They entered the edge of the forest. Hepaticas watched them with their eyes of blue. Violets marked their tread. The frontiers of the daylight softly closed behind them. A thousand trees opened a way to let them pass, and moss twelve inches thick took their footsteps silently as birds. They came presently to a little clearing where the pines stood in a circle and let in a space of sky. Looking up, all three saw the first small stars in it. A wild faint scent of coming rain was in the air—those warm spring rains that wash the way for summer. And a signal flashed unseen from the blue eyes to the brown.
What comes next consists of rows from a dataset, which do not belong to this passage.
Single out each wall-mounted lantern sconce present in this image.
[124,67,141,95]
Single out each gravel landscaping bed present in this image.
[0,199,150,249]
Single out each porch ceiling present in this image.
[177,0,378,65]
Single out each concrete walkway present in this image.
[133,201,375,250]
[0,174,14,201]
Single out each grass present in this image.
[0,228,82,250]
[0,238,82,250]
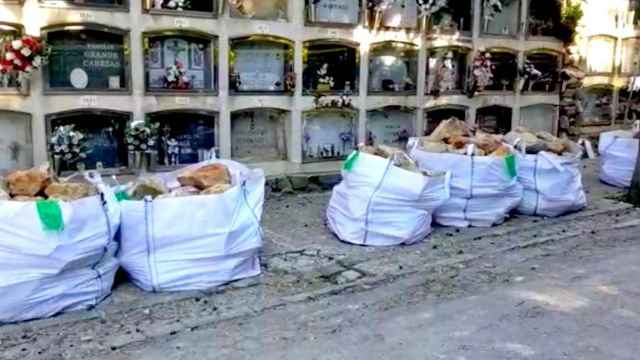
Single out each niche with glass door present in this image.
[43,24,129,92]
[366,106,416,149]
[476,105,512,134]
[46,109,131,171]
[0,110,34,175]
[143,30,217,93]
[520,104,558,134]
[302,40,360,95]
[147,110,218,169]
[305,0,361,26]
[227,0,286,21]
[229,35,295,94]
[485,49,518,91]
[427,0,473,36]
[424,105,467,135]
[144,0,219,17]
[369,41,418,95]
[231,108,290,163]
[481,0,520,36]
[520,51,561,93]
[302,108,358,162]
[426,47,470,96]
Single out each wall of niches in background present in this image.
[0,0,561,171]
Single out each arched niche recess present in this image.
[45,109,131,171]
[0,110,34,174]
[231,108,290,163]
[476,105,512,134]
[146,109,218,169]
[229,35,295,94]
[366,106,416,149]
[143,30,217,94]
[302,39,360,95]
[424,105,468,135]
[42,23,130,93]
[302,108,358,162]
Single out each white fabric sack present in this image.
[598,130,640,188]
[0,179,120,323]
[118,160,265,291]
[410,146,523,227]
[327,153,449,246]
[518,145,587,217]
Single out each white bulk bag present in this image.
[410,142,522,227]
[0,179,120,323]
[327,152,449,246]
[598,130,640,188]
[118,160,265,291]
[518,145,587,217]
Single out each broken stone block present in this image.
[178,164,231,190]
[44,183,97,201]
[7,169,51,196]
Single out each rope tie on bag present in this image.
[362,159,393,245]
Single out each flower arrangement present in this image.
[316,63,335,91]
[125,120,160,153]
[49,125,89,164]
[471,53,495,91]
[0,36,48,81]
[164,61,192,90]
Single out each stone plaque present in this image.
[382,0,418,29]
[302,110,358,162]
[0,111,34,173]
[231,109,287,162]
[310,0,360,24]
[233,43,287,91]
[367,108,416,149]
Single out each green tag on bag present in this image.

'This way,' said Jimbo firmly. 'There's an armchair rock where you can rest and get your wind a bit,' and, though Rogers had not lost his wind, he let himself be led, and took the great grey boulder for his chair. Instantly, before he had arranged his weight among the points and angles, both his knees were occupied.

'By Jove,' flashed through his mind. 'They've brought me here on purpose. I'm caught!'

A tiny pause followed.

'Now, look here, you little Schemers, I want to know what——'

But the sentence was never finished. The hand of Monkey was already pointing upwards to the space of sky. He saw the fringe of pine tops fencing it about with their feathery, crested ring, and in the centre shone faint, scattered stars. Over the fence of mystery that surrounds common objects wonder peeped with one eye like a star.

'Cousinenry,' he heard close to his ear, so soft it almost might have been those tree-tops whispering to the night, 'do you know anything about a Star Cave—a place where the starlight goes when there are no eyes or puddles about to catch it?'

A Star Cave! How odd! His own boyhood's idea. He must have mentioned it to his cousin perhaps, and he had told the children. And all that was in him of nonsense, poetry, love rose at a bound as he heard it. He felt them settle themselves more comfortably upon his knees. He forgot to think about the points and angles. Here surely a gateway was opening before his very feet, a gateway into that world of fairyland the old clergyman had spoken about. A great wave of tenderness swept him—a flood strong and deep, as he had felt it long ago upon the hill of that Kentish village. The golden boyhood's mood rushed over him once more with all its original splendour. It took a slightly different form, however. He knew better how to direct it for one thing. He pressed the children closer to his side.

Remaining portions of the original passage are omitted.